John McCain’s almost miraculous comeback from near death as a viable candidate to the point of being the presumptive Republican Presidential nominee has put the American conservative movement in its most difficult spot since the rise of the right propelled Barry Goldwater to the GOP nomination in 1964. How the movement responds to this challenge will have very far reaching consequences for the next several decades. I have said that this election just might be the most critical since 1980 and possibly since 1932, and it is playing out just so, but the stakes are much higher for the Republicans and the conservative movement than for the Democrats and the left.

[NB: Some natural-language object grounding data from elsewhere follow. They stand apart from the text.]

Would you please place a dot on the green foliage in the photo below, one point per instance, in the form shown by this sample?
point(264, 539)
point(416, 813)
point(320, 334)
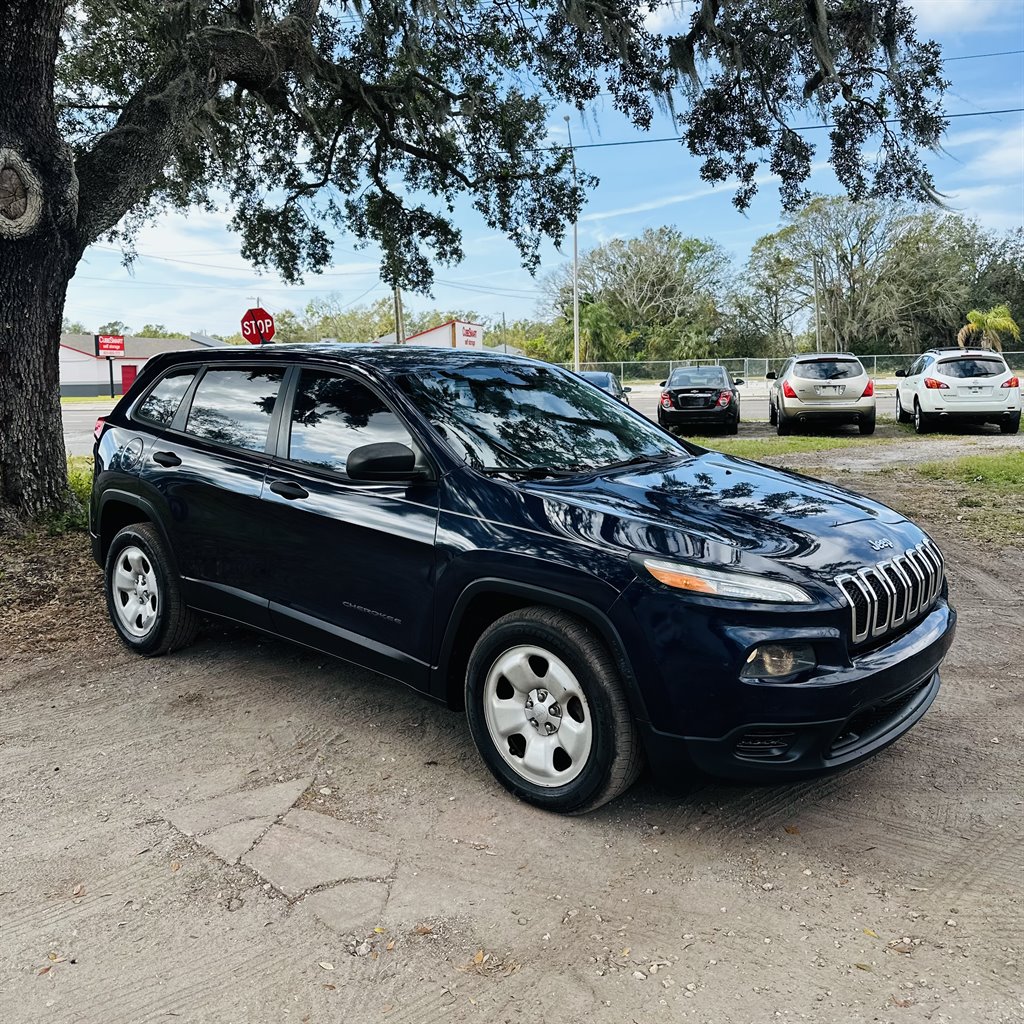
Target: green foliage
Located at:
point(74, 517)
point(989, 328)
point(307, 119)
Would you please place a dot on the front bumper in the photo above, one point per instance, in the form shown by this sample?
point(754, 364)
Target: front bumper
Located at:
point(829, 722)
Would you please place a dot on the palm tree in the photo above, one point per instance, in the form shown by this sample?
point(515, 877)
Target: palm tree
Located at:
point(989, 326)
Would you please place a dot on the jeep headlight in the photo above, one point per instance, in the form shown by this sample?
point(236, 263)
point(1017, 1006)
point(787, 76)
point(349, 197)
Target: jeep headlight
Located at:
point(716, 583)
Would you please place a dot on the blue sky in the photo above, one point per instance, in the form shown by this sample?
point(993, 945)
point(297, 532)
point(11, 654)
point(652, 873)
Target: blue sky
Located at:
point(190, 276)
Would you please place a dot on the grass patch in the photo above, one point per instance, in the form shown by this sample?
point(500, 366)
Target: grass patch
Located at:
point(759, 448)
point(1000, 473)
point(76, 517)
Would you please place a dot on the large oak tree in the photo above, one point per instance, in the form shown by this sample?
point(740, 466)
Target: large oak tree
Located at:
point(304, 118)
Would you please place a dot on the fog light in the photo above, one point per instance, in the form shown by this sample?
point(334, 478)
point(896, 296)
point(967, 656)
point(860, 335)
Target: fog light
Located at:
point(775, 660)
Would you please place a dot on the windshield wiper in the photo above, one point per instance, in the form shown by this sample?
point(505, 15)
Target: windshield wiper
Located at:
point(531, 472)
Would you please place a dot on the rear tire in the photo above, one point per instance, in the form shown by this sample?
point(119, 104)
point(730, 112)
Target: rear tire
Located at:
point(922, 422)
point(902, 416)
point(143, 593)
point(548, 712)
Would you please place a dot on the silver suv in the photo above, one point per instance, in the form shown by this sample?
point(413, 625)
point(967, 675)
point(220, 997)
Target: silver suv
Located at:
point(830, 387)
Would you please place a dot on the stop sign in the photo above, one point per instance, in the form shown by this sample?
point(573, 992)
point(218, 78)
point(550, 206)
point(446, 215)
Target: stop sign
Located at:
point(257, 326)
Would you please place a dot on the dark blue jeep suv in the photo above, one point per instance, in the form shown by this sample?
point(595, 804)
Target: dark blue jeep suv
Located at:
point(503, 537)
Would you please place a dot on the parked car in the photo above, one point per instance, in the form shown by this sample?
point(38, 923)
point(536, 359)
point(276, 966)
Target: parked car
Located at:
point(505, 538)
point(699, 396)
point(826, 388)
point(607, 382)
point(958, 385)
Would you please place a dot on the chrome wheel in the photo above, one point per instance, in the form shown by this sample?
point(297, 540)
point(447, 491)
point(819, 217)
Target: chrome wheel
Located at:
point(135, 591)
point(538, 716)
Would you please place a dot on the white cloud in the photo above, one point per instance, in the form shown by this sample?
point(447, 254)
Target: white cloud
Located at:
point(961, 15)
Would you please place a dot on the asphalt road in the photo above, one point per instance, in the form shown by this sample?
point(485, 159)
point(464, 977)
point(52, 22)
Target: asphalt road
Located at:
point(80, 417)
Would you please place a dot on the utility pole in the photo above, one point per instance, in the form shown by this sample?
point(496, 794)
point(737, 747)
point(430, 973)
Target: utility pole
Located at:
point(817, 309)
point(576, 264)
point(399, 323)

How did we get here? Well, in the first place, we conservatives have only ourselves to blame for painting ourselves into this corner. We allowed the revolutionary and euphoric election of 1994 to degenerate into a struggle to protect the perks of partisan power and the spoils of the majority. We looked the other way when our “compassionate” conservative President signed the campaign finance bill restricting political speech co-sponsored by John McCain, a bill creating a massive new drug entitlement program, an executive order expanding tariffs on imported steel, and an embarrassing. farm bill that in effect repealed the revolutionary Freedom to Farm Act of 1996, among other projects of “big government conservatism”. We didn’t seem to notice or care when Tom Delay replaced the Democratic lobby teams on K Street with Republican teams representing the same special pleaders in the misguided and unprincipled Republican “K Street Strategy” that resulted in total complicity in the more than quadrupling of “earmarks” that has totally undermined the credibility and historic GOP reputation as the party of fiscal responsibility and limited government.

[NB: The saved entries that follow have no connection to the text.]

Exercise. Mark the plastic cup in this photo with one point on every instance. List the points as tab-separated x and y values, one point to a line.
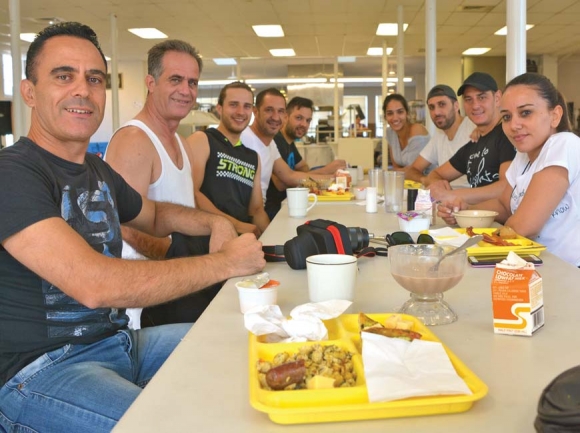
376	179
331	276
298	201
394	190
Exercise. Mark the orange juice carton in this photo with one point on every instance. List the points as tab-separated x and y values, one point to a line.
517	297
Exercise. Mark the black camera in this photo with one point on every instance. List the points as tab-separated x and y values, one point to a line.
323	237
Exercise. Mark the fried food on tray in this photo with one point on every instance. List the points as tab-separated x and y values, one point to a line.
404	334
295	371
490	238
506	233
391	328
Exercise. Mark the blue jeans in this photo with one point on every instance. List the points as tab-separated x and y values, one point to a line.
86	388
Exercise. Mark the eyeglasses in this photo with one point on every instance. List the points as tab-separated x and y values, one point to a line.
404	238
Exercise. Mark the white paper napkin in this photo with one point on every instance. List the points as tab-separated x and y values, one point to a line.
397	369
448	236
305	323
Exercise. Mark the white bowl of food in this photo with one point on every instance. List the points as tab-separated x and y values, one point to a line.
475	218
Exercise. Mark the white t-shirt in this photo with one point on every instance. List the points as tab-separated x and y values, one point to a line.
440	148
561	233
268	155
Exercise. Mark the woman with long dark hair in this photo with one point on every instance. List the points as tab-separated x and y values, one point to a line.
406	139
542	198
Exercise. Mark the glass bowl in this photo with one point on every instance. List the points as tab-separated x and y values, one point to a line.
412	268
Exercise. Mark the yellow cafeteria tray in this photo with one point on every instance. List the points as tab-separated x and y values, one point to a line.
349	404
522	245
411	184
332	196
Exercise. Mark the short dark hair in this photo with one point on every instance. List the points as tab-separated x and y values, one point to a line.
298	102
395	97
547	92
157	52
272	91
233	85
69	28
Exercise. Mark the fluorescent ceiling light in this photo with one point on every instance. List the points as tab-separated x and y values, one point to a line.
214	82
269	31
378	51
369	80
28	37
286	80
390	29
226	61
283	52
475	51
148	33
503	30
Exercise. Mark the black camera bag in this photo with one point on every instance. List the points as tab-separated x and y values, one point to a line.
317	237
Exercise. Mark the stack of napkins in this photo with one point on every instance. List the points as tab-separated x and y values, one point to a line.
305	323
397	369
448	236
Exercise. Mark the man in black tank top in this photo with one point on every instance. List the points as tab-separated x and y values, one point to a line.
226	173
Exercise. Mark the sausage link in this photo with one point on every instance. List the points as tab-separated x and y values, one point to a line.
286	374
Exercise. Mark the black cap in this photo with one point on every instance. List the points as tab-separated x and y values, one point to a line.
442	90
479	80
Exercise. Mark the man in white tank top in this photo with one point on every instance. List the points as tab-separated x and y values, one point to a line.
149	153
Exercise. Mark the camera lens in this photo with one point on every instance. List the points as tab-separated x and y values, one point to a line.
359	238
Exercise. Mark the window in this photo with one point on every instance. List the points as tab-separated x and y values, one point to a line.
8	84
349	117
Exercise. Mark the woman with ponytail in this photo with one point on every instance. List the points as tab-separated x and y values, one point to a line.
542	200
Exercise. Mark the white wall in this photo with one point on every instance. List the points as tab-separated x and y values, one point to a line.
568	73
131	98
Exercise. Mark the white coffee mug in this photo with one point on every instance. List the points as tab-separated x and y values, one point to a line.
298	201
331	276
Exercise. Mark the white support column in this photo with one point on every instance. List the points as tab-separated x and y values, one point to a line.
516	38
114	72
384	88
18	106
400	51
430	55
336	115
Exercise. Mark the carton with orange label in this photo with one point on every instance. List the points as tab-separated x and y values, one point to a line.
517	297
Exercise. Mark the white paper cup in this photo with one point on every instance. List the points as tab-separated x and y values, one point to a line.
360	193
298	201
250	298
331	276
394	190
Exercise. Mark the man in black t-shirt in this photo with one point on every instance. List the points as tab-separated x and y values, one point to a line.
226	174
67	360
298	117
484	161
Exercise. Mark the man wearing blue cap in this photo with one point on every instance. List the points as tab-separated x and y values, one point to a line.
453	132
484	161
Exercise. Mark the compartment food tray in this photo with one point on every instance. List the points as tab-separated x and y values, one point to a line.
331	196
523	245
348	404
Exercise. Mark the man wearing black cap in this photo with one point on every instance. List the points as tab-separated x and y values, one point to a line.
453	133
485	161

Secondly, although the conservative movement suffers from the absence of a coalescing leader, the problem is more about ideas than personalities. Reagan came to town with two organizing principles–shrink government and win the Cold War. He then infused us with enough renewed confidence in the American experiment of the “city on a hill” that we accomplished the second objective and temporarily succeeded with the first one. But the issues now are more diffused, most of them don’t break out neatly along ideological lines, and don’t as readily lend themselves to movement politics. Enter a moderate maverick with a mixed conservative record who is a favorite of the talk shows and the favorite Republican of most liberals. The conservative movement gags–is this the guy who will preside over the reconstitution of the conservative movement and redefine the organizing principles?
My short answer is NO. But it is what it is, and I believe we must recognize that we are in a transition period during which the movement will need some time to sort things out and identify the next generation of principled leaders around whom to coalesce. They are out there (a good example from the left is Barack Obama–where was he six years ago?). Meanwhile, conservatism has been the movement of ideas for the past fifty years, but has recently lost its edge and needs to regain it, so the gritty work of issue development must kick into high gear. And everything but core principles should be on the table.
What about 2008? To me, it’s not pretty, but it’s simple: conservatives don’t have the luxury of accepting a loss to Clinton or Obama in hopes of a “cleansing” effect of the electorate in preparation for another revolution in two or four years. As Daniel Henninger of the Wall Street Journal has noted, it’s “McCain or the wilderness” and possibly for a long time to come. So whenever I get the urge to be passive about this election and the choices, I remind myself of the only possible answer to this question: Who do you want as Commander in Chief and to appoint the next two Supreme Court justices? All else is at least debatable and we can fight about it on another day, but if we get the answer to this question wrong there might not be another day for a very long time. Watershed moment, indeed.
Sen McCain says he never makes a promise he doesn’t keep. When he took the oath of office as Senator (several times) he made a promise to uphold the Constitution. He worked with Sen Kennedy to violate our immigration laws just last year, and has done nothing for several years to correct the violation of our immigration laws. Why should we believe him on anything?